Leserbrief Bernhard Kavemann
Ich verstehe die Emotionalität des Leserbriefschreibers. Ich bin auch manchmal emotional.
Nun zu den Details:
Ein Verständnis von Kausalität, was ist Ursache und was ist Folge, hat Herr Müller offenbar auch nicht so recht. Denn zu den Ausschreitungen in Rostock-Lichtenhagen schriebt er triumphierend: „Die Neonazis aus dem Westen kam am zweiten Tag“ – ja, wenn es einen ersten Tag, völlig ohne Neonazis aus dem Westen nicht gegeben hätte, dann hätte es auch keinen zweiten Tag geben können.

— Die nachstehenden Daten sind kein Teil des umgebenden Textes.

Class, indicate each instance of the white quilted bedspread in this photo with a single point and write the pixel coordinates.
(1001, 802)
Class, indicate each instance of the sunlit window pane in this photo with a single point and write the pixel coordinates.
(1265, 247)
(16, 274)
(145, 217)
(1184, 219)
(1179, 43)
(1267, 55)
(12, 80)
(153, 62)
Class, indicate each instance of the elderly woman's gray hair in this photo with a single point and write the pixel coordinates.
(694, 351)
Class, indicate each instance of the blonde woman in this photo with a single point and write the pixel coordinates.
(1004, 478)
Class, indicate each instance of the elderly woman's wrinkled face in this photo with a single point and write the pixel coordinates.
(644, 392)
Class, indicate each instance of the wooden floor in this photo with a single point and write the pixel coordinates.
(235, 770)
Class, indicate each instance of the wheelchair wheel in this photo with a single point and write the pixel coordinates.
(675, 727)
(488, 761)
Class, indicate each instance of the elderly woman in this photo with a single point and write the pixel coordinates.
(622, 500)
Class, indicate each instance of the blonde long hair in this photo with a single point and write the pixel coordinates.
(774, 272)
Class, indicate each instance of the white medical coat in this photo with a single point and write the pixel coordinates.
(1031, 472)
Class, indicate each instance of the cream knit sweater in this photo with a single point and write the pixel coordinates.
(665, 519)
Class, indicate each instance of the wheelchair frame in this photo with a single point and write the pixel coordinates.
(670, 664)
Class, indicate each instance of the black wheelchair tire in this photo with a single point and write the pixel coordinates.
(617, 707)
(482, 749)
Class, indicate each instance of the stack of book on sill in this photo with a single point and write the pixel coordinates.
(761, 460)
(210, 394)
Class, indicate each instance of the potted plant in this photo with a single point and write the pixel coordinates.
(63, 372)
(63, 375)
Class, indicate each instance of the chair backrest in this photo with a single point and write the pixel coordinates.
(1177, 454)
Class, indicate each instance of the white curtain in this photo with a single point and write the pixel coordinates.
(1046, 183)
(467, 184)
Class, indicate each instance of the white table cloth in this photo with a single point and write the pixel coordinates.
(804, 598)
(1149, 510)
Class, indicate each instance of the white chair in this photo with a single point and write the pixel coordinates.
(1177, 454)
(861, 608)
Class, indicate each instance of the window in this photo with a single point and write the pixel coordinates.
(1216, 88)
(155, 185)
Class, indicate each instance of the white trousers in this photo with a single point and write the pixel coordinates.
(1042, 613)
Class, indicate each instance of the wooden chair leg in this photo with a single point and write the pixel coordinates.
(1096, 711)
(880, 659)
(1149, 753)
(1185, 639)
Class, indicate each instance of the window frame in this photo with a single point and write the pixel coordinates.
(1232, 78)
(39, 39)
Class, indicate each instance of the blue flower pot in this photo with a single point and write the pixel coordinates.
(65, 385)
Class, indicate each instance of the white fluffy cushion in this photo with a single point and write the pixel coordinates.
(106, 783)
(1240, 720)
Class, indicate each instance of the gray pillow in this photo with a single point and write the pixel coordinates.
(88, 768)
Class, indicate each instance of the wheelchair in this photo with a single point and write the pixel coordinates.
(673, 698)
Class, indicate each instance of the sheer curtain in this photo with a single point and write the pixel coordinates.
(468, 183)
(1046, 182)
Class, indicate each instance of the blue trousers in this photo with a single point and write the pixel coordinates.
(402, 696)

Leserbrief Bernhard Kavemann
Wer am ersten Tag da war, weiß ich nicht. Darum geht es auch in dem Beitrag nicht. Es geht um die Fakten bzgl. Rostock-Lichtenhagen und da liegt Anne Rabe falsch. Bitte lesen Sie auch den Blog-Abschnitt „Nazis aus dem Westen“ zu diesem Thema. Man hätte diese Ausschreitungen sofort unterbinden müssen. Das ist nicht geschehen, weil die Polizeiführung und Politiker allesamt zuhause waren und der Mob trotz monatelanger vorheriger Ankündigung ungehindert toben konnte. Nazi-Verbrechen sind nie konsequent verfolgt worden, weshalb sich das Problem immer weiter zugespitzt hat.
Und der Versuch mit Höcke und Kalbitz geht daneben: „Höcke und Kalbitz sind aus dem Westen“. Ja, natürlich, aber da sind sie nichts geworden, waren kleine Lichter, groß sind sie erst im Osten geworden. Und ein paar Zeilen später sieht Herr Müller das dann offenbar auch selbst ein: „Natürlich gehört zum Erfolg der Nazis in Ostdeutschland das Fußvolk, das begeistert mitmacht“. Ja, natürlich, ohne Fußvolk kann man in der Politik gar nichts werden.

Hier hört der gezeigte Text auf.